本日、当社に対し、下記(1)については、金商法第 52 条第1項第6号及び第7号の規定に基づき、下記(2)については、金商法第 51 条の規定に基づき、以下の行政処分を行った。
(1) 登録取消し
関東財務局長(金商)第144号の登録を取り消す。イニシア・スター証券株式会社に対する行政処分について
上記の通り、イニシア・スター証券に対して金融商品取引業者の登録取り消しというかなり厳しい処分が下されました。
イニシア・スター証券の「法令違反行為」とは?
金融商品取引業者の登録取り消し処分を下されるのは、かなり異例です。イニシア・スター証券は、どんな行為(法令違反)をしてしまったのでしょうか?対象となった法令違反行為は4つです。
- 純財産額及び自己資本規制比率が法定の基準を下回っている状況
- 当局に対する虚偽報告
- 顧客区分管理必要額を運転資金等に流用している状況
- 支払い不能に陥るおそれのある状況
う~ん、どれもアウトですね。
2億円が存在しなかった!?
まず、1と2の法令違反ですが、預金(純財産)が2億1400万円あると虚偽の報告をしていたことが、バレたということです。本当は、2億円は存在せず1400万円しか預金がなかったそうです。結果的に、自己資本規制比率が法定の基準に満たないということになりました。
顧客のお金を不正に流用して支払い不能に・・・
次に3と4の法令違反ですが、これはひどいです。顧客のお金1億1600万円を不正に流用した結果、支払い不能に陥っているということです。
不正流用の先は、自社の運転資金であったり第三者への貸し付けだったりします。
イニシア・スター証券が”破産”
結局、イニシア・スター証券は、2013年2月1日に破産開始手続き決定を受けました。
出典:イニシア・スター証券は破産開始手続決定を受けました
登録取り消しという厳しい処分を受けて、再建を目指すのはほぼ不可能だと思います。こうなることは、既定路線だったのかもしれません。
顧客のお金は戻ってこない・・・
投資家がイニシア・スター証券に預けていた資金の大半は、戻ってこないのではないでしょうか。そもそも、イニシア・スター証券にお金がほとんど残ってません。税金の未払いも存在します。

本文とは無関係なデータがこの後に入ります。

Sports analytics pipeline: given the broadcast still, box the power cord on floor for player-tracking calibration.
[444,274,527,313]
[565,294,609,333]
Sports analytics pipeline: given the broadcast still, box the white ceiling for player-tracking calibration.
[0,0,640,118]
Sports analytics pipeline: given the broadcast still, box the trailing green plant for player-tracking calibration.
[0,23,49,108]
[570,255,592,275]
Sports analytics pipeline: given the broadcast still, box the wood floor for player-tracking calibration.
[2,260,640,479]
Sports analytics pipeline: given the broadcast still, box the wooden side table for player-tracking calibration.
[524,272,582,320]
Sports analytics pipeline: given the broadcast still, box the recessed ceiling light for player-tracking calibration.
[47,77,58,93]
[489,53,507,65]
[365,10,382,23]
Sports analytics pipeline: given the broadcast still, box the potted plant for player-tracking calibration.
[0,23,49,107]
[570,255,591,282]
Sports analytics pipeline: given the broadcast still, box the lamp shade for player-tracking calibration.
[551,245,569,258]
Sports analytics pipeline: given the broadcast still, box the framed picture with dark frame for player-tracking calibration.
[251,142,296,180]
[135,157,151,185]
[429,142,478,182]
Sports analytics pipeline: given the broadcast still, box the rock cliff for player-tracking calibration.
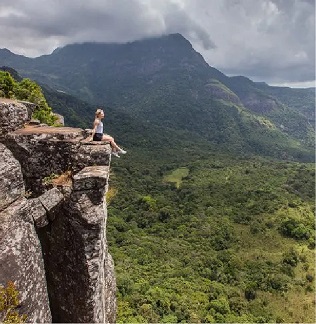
[0,98,116,323]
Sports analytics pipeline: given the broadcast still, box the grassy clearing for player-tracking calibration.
[164,167,189,188]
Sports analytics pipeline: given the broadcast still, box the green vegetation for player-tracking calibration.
[0,281,27,323]
[164,168,189,188]
[0,70,57,125]
[108,147,315,323]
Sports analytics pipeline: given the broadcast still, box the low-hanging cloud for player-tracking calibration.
[0,0,315,83]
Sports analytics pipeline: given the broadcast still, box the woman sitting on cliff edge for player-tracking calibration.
[89,109,126,157]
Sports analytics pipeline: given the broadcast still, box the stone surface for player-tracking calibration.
[40,166,116,323]
[73,166,109,190]
[0,143,25,211]
[6,127,111,197]
[28,198,49,228]
[0,98,36,138]
[38,188,64,221]
[0,107,116,323]
[0,198,51,323]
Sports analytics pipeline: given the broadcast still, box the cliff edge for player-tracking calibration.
[0,98,116,323]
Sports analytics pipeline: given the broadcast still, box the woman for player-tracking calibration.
[89,109,126,157]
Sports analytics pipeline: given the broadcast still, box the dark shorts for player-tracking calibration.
[93,133,103,141]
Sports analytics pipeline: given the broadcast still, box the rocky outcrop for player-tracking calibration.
[0,144,51,323]
[40,166,115,323]
[0,100,116,323]
[6,126,111,197]
[0,98,36,138]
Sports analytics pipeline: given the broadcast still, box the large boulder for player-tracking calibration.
[40,166,116,323]
[0,143,25,211]
[0,144,51,323]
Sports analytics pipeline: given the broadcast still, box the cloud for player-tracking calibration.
[0,0,315,83]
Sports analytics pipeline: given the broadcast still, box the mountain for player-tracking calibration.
[0,34,314,160]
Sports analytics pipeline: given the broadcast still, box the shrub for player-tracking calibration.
[0,281,27,323]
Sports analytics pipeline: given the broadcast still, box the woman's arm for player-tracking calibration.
[88,119,100,141]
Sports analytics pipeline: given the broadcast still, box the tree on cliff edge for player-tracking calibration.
[0,71,57,125]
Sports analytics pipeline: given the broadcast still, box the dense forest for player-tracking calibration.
[0,50,315,323]
[107,147,315,323]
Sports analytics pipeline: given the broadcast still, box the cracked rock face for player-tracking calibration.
[0,143,25,211]
[0,99,116,323]
[0,144,51,323]
[42,166,116,323]
[0,98,36,138]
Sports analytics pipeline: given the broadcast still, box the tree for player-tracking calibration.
[0,281,27,323]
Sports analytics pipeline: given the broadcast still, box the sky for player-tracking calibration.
[0,0,315,87]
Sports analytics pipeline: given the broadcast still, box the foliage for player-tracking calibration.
[108,148,314,323]
[0,281,27,323]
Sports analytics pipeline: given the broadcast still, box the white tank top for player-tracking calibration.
[95,120,103,134]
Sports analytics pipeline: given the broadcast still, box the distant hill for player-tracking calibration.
[0,34,315,160]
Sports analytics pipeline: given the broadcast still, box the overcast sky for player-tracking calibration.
[0,0,315,87]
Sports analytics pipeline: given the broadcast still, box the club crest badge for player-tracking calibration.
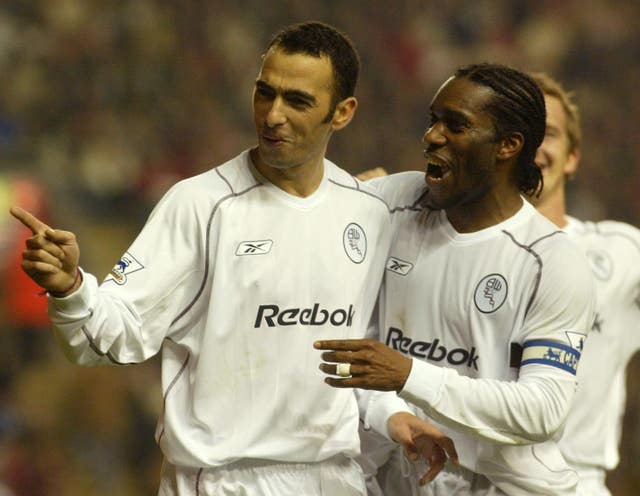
[105,252,144,286]
[473,274,509,313]
[342,222,367,263]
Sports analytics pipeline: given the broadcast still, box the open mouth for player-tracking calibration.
[426,161,451,182]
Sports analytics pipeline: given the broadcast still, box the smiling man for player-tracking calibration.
[12,22,454,496]
[315,64,594,496]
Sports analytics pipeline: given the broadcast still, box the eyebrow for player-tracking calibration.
[256,79,316,105]
[430,107,471,124]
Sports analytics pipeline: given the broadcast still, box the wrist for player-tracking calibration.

破産申立ての際に提出された一件記録によれば、破産者には多額の財団債権(税金の未払い等)が存在する一方で、資産は乏しく、現状では債権者の皆様に破産債権の届出を頂いても配当することが困難な状況となっております。
破産管財人からのお知らせ
顧客にとっては、最悪の状態ですね。負債総額は、約2億9000万円です。一方、債権者の数は、約460名だそうです。この460名の大半は、口座開設した投資家だと思われます。
ゲムトレードの説明責任は?
イニシア・スター証券を国内初の取り扱いブローカーとして謳っていた、ゲムトレードの対応はどうだったのでしょうか?ゲムトレードのポータルサイトを見ても、なにもアナウンスがありません。
イニシア・スター証券が、ゲムトレードに対応したのは、2012年3月だったと思います。今まで、海外のブローカーしか対応できていなかったゲムトレードでしたが、初の国内ブローカーとして強力にプッシュしていましたね。ゲムトレードを経由して、イニシア・スター証券に口座を開設したユーザーも多かったのではないでしょうか?
昨年(2012年)の11月には、ゲムトレードにおいて、イニシア・スター証券対応のEAが、堂々の成績ランキング1位に輝いています。その1ヶ月後に登録抹消になるわけですが・・・
ゲムトレード側から、何らかの告知があっても良いと思うのですが、現時点では(WEB上で)なにもアナウンスがありません(もしかしたら、ゲムトレードユーザーには報告があったのかもしれません)。ゲムトレードの対応証券会社一覧から、イニシア・スター証券の名前が消されています。
ゲムトレードには期待しているので、できればユーザーに対してしっかりと説明責任を果たして欲しいところです。